How to Improve WER for Your Tasks

If transcription quality is not meeting your needs, here is what you can do — in order of effectiveness.

1. Improve audio quality. This is the single most impactful step. Use an external microphone, minimize background noise, record in a quiet room. Simply switching from a laptop built-in mic to a lavalier can reduce WER by 5–10%.

2. Choose the right model. For maximum accuracy, use large models: Whisper large-v3 for multilingual tasks, specialized models like GigaAM for Russian. Smaller models (tiny, small) are faster but make more errors.

3. Apply post-processing. Automatic punctuation, number normalization, abbreviation expansion, correction of common errors — all of these improve readability even if they do not formally reduce WER.

4. Use fine-tuning. If you work with specialized vocabulary (medical, legal, IT), fine-tuning a model on your terminology can reduce WER by 20–40% relative for those terms.

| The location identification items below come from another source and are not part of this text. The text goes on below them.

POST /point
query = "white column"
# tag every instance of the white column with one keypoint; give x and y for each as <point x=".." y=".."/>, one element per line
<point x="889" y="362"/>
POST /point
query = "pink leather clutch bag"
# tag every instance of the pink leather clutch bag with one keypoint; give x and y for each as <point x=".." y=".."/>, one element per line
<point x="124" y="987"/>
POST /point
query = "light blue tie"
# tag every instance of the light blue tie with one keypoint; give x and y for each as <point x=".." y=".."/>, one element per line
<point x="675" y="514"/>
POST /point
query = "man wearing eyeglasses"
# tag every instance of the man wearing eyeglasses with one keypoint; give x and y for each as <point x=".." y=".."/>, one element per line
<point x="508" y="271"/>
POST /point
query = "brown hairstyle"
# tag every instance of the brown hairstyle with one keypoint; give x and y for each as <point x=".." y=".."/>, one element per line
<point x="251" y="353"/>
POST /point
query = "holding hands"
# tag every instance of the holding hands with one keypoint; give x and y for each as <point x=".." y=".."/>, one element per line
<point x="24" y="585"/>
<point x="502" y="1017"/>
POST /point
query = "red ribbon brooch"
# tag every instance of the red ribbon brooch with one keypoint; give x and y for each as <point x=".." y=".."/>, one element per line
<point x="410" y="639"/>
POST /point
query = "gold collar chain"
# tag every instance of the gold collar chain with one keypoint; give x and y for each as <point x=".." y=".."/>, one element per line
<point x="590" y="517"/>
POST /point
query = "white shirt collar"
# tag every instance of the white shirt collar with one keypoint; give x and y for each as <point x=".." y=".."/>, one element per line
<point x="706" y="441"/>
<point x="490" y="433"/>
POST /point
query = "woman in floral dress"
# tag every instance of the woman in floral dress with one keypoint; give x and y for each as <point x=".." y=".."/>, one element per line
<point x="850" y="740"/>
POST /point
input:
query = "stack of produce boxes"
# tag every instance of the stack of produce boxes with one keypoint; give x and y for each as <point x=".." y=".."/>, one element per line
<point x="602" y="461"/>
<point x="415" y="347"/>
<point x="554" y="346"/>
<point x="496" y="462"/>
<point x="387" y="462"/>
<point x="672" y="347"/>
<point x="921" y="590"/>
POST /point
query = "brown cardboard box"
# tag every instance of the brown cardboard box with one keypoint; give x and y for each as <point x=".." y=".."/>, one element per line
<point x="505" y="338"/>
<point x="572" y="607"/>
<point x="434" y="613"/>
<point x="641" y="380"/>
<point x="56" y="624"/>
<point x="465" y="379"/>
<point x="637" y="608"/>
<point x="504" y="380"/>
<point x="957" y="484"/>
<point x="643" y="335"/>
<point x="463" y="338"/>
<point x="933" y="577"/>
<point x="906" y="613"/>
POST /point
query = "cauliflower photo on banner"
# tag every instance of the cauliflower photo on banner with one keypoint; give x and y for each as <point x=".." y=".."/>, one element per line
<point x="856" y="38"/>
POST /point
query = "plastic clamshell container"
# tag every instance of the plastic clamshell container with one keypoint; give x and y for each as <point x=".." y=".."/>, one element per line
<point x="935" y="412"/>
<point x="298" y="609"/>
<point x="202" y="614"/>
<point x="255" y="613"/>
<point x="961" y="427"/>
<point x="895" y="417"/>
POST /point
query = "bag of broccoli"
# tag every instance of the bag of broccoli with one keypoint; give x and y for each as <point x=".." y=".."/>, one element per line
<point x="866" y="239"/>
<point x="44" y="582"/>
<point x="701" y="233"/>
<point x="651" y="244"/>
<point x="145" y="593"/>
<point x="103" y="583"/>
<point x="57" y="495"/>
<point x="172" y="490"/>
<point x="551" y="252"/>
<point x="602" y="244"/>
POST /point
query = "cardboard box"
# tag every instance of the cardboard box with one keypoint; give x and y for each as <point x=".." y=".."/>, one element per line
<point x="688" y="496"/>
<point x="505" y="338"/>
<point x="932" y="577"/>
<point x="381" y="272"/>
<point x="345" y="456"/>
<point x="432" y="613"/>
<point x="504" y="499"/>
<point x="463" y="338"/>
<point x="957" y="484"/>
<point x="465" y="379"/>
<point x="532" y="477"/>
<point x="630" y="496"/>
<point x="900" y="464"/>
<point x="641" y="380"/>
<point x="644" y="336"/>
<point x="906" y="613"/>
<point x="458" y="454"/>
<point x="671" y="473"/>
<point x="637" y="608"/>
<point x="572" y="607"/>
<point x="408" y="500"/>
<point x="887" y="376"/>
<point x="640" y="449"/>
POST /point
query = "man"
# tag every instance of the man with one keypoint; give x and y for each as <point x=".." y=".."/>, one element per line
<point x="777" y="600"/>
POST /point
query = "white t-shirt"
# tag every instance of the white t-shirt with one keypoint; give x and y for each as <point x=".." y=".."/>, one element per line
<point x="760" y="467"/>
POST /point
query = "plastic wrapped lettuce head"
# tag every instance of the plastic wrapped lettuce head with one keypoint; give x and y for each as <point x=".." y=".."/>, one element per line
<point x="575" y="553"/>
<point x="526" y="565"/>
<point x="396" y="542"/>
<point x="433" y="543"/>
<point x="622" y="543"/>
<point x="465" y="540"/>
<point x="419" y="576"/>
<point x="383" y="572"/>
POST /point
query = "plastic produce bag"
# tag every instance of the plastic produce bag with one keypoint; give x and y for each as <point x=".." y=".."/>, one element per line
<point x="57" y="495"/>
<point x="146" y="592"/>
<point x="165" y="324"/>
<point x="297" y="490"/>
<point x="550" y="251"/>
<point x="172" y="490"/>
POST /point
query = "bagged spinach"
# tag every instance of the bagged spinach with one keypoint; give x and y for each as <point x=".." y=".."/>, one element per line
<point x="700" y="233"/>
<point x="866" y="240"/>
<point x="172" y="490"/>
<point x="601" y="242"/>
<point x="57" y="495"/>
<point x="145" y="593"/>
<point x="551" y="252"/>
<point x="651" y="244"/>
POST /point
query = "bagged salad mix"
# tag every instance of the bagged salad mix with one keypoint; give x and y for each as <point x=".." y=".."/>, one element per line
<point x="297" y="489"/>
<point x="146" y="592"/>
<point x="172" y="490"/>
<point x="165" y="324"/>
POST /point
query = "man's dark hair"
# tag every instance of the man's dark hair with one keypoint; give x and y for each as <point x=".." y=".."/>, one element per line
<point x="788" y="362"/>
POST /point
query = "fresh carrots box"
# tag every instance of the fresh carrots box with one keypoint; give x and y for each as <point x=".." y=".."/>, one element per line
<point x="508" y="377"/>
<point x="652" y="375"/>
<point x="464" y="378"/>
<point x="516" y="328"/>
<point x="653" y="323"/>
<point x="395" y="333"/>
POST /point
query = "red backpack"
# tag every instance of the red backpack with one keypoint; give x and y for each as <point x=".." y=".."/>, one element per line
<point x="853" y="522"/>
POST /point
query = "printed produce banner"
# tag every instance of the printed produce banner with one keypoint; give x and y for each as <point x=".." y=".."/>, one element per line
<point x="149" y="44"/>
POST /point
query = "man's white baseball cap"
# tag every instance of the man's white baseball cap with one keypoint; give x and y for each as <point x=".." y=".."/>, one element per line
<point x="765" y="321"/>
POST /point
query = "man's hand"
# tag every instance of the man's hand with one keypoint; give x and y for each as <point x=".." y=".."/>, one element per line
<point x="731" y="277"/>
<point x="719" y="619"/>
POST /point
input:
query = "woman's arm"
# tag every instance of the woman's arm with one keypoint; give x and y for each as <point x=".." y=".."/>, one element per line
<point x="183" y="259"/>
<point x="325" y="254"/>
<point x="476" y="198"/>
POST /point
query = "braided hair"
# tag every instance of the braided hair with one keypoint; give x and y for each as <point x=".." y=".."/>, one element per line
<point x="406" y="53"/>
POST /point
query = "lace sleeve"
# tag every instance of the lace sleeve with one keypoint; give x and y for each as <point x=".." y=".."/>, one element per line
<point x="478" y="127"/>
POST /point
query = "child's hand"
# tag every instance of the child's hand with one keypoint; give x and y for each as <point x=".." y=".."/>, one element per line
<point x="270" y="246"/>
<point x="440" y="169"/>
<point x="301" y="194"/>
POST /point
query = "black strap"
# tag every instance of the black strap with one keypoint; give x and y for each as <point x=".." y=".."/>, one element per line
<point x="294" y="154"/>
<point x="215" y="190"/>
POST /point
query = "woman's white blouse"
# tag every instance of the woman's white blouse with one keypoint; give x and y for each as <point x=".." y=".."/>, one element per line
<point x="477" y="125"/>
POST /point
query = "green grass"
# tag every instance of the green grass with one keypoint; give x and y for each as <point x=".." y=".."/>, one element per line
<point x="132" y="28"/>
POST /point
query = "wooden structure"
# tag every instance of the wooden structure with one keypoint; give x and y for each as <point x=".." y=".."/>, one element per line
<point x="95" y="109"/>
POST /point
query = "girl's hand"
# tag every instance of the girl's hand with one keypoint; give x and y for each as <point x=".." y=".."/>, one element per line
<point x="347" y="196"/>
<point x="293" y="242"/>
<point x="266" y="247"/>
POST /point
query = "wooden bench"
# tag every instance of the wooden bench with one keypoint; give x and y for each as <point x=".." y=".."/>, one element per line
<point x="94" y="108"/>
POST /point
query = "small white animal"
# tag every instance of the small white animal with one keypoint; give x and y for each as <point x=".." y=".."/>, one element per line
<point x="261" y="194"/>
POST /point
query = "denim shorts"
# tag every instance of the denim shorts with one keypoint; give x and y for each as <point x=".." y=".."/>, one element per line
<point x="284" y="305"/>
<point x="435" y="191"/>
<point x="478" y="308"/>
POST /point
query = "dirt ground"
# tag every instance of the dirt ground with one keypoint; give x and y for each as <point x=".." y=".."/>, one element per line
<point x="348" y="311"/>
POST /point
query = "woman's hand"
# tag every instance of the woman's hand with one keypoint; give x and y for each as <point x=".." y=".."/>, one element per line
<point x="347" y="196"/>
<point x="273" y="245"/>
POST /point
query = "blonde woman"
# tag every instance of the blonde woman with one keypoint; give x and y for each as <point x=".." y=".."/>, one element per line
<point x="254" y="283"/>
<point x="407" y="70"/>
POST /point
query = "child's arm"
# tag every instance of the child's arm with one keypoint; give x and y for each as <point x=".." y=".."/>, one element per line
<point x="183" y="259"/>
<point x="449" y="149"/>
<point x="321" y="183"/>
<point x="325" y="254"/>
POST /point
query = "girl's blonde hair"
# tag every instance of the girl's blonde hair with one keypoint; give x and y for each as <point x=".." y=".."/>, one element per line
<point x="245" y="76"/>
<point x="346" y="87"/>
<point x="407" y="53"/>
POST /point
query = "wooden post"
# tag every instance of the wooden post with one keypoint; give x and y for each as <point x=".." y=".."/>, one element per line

5. Use an optimized service. Services like Diktovka combine Whisper large-v3 with speaker diarization, normalization, and AI summarization to deliver the best possible results without manual tuning. This is the simplest way to achieve low WER without technical expertise.


Key Takeaways

WER remains the gold standard for evaluating speech recognition quality, despite its limitations. Understanding this metric helps you:

Remember: 5% WER does not mean the text is perfect — it means roughly one in every 20 words will contain an error. For a short recording, that may be invisible. For an hour-long lecture, that is dozens of mistakes. Context, audio quality, and choosing the right tool make all the difference.

FAQ

What is a good WER for speech recognition?

WER below 5% is excellent quality — the text can be used without editing. 5-10% is good with minimal corrections needed. 10-20% is acceptable, with the core meaning clear. Above 20% is poor quality that requires re-listening.

How is WER calculated?

WER = (S + D + I) / N x 100%, where S is substitutions (incorrectly recognized words), D is deletions (missed words), I is insertions (extra words added), and N is the total number of words in the reference text.

What is the difference between WER and CER?

WER counts errors at the word level, while CER (Character Error Rate) counts errors at the individual character level. CER is more useful for evaluating morphological errors: changing 'book' to 'books' is a 100% error in WER but only about 20% in CER.

Why can WER exceed 100%?

WER can exceed 100% because the formula's numerator includes insertions — words the system added that were not in the original. If there are many insertions, the numerator becomes larger than the denominator. In practice, this is rare.

What WER do modern models achieve for major languages?

Whisper large-v3 achieves 3-4% WER on clean English audio and 5-7% for Russian. On real-world recordings (meetings, phone calls), expect 12-18% due to noise, accents, and overlapping speech.